South Asian Network on Economic Modeling arranged the meeting at the Westin Hotel in Dhaka. Former Bangladesh Bank Governor Atiur Rahman was of the opinion that negotiation skills at both the entrepreneurs’ level and the government level and relationship with buyers were very important for reaping fair prices for export products. The government should help the manufacturers and exporters to improve the skills along with creating clothing brand and building the country’s image abroad, he said.
Bangladesh Knitwear Manufacturers and Exporters Association second Vice-President Fazlee Shamim Ehsan said that the local exporters were getting lower prices for RMG products than what the Cambodian and Vietnamese exporters were getting from the global buyers.
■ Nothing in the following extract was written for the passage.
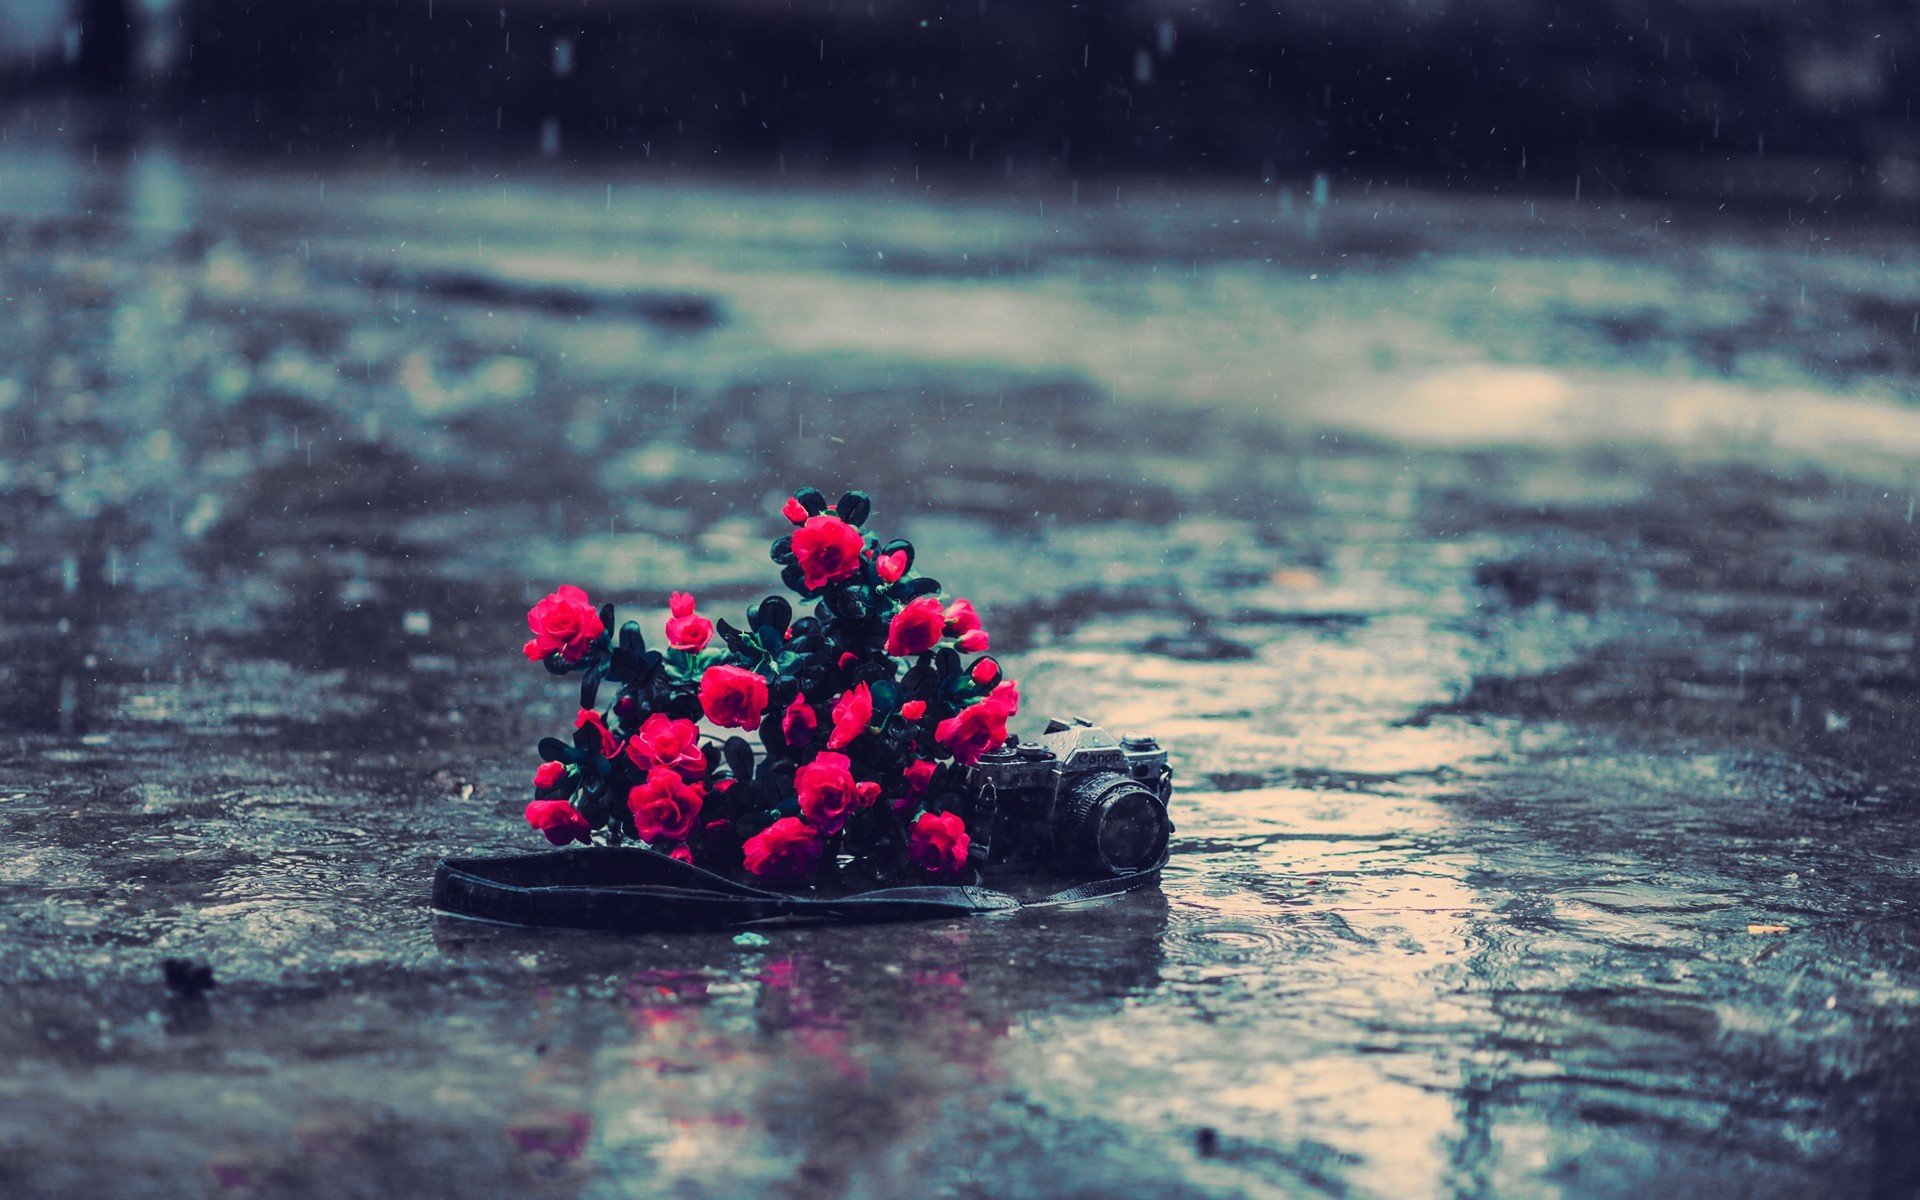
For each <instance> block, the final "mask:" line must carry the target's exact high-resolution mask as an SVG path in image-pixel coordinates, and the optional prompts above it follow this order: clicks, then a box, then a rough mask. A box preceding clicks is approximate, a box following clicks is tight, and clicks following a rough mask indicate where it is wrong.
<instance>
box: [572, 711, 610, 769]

For example, the same buyer who has been supplying factories in both Bangladesh and Cambodia offers 50 per cent less price to Bangladeshi manufacturers for the similar products, he said. There may be various reasons for the situation but poor performance in negotiations is one of the key reasons, he said.
SANEM Executive Director Selim Raihan, in his presentation on the future of RMG industry in Bangladesh, said that the lead time would be a matter in RMG export in future as the country might lose the cost advantage in the coming days. Domestic competitiveness, cost of doing business, workplace safety, diversification of products and markets, skilled labour force, attracting foreign direct investment and technological advancement and automation in production process will also be key to maintaining momentum in the export growth, he added. SANEM Chairman Bazlul Haque Khondker presented a keynote paper on the SANEM’s ongoing study titled garment workers’ diaries. According to the findings of the first phase study which is being conducted on RMG workers of Bangladesh, India and Cambodia, Bangladeshi workers work the highest; 60 hours a week while workers in Cambodia and India work 47 hours and 46 hours a week respectively. It was also founded that 54 per cent of Bangladeshi workers were paid below the minimum wage.